As you can see, Merge Join adds just 0.5 cost on top of Seq Scan ignoring
the high cost of full index scan (0.42..12996.42). If explicitly disabled,
Nested Loop is obviously a much better join plan for such a small table (3
rows).

While it is possible for Merge Join to also finish quickly - if user_id are
all low numbers - I'm not sure if that's a realistic expectation for the
default plan.

I also tried rewriting it as a semi-join with exists/in, but the query plans
were exactly the same. Not sure why, because in some of my other queries
this makes the planner use more optimized "Semi-Join" instructions (e.g.
Nested Loop Semi-Join).

    explain analyze
    select test_user_sessions.id from test_user_sessions where exists
(select 1 from test_users where user_id = test_users.id);


PG Bug reporting form <noreply@postgresql.org> writes:
> [ seriously awful mergejoin cost estimate ]

> While it is possible for Merge Join to also finish quickly - if user_id are
> all low numbers - I'm not sure if that's a realistic expectation for the
> default plan.

Yeah, it looks like it's incorrectly adjusting based on a belief that
it won't have to scan all of the join input.
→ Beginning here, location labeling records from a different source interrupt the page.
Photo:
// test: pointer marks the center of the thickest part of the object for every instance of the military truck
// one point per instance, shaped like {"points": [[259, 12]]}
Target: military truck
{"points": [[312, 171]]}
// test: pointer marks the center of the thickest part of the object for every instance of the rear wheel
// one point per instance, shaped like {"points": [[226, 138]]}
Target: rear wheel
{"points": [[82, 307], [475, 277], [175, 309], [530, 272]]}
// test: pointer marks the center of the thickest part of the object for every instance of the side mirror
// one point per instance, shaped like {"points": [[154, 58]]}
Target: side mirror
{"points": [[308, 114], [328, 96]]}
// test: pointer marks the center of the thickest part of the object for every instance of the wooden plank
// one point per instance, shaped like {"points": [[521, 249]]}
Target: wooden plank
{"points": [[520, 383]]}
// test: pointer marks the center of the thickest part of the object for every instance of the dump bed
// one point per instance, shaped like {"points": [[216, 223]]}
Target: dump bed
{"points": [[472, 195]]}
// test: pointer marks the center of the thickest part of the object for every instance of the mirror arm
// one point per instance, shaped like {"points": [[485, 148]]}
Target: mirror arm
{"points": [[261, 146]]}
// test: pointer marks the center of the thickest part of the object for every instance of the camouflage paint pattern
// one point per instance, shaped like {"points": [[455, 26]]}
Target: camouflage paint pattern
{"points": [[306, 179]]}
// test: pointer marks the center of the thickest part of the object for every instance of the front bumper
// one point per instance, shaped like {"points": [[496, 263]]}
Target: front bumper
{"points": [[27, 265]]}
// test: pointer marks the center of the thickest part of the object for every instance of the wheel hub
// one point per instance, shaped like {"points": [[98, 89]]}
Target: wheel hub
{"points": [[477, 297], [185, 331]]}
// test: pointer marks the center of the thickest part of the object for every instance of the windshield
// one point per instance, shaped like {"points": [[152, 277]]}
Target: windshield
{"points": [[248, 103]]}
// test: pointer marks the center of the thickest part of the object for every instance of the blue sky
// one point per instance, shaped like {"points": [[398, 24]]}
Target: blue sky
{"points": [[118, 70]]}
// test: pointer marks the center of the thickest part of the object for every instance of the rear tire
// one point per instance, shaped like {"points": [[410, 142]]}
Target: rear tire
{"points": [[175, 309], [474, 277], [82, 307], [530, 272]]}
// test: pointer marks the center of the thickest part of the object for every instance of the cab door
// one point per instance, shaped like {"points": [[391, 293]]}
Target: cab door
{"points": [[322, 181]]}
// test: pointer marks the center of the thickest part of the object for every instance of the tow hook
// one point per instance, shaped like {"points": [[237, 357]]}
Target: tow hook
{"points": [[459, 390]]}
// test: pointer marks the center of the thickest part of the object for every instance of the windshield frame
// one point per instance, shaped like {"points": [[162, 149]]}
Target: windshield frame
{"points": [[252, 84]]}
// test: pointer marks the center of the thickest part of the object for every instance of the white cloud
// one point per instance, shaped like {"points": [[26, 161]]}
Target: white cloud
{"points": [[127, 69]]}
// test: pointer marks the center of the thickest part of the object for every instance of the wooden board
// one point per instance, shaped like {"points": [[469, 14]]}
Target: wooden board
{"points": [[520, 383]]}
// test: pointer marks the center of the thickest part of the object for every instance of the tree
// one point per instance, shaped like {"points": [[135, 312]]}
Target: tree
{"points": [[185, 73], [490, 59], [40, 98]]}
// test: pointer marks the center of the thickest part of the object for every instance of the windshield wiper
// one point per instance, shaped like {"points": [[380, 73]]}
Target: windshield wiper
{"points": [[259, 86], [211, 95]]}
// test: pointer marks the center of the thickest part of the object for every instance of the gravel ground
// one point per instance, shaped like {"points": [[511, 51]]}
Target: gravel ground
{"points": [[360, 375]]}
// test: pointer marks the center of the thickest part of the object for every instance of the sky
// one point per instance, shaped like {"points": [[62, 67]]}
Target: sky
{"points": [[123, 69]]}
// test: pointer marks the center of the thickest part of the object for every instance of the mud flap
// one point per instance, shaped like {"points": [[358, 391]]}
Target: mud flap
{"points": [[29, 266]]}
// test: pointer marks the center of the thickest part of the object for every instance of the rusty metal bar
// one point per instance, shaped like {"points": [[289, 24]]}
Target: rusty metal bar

I found that the problem only appears in v11 and later; earlier versions
come out with a more realistic estimate of the cost of the merge.
"git bisect" says it changed at

    7d08ce286cd5854d58152e428c28636a616bdc42 is the first bad commit
    commit 7d08ce286cd5854d58152e428c28636a616bdc42
    Author: Tom Lane <tgl@sss.pgh.pa.us>
    Date:   Wed Sep 13 11:12:39 2017 -0400

        Distinguish selectivity of < from <= and > from >=.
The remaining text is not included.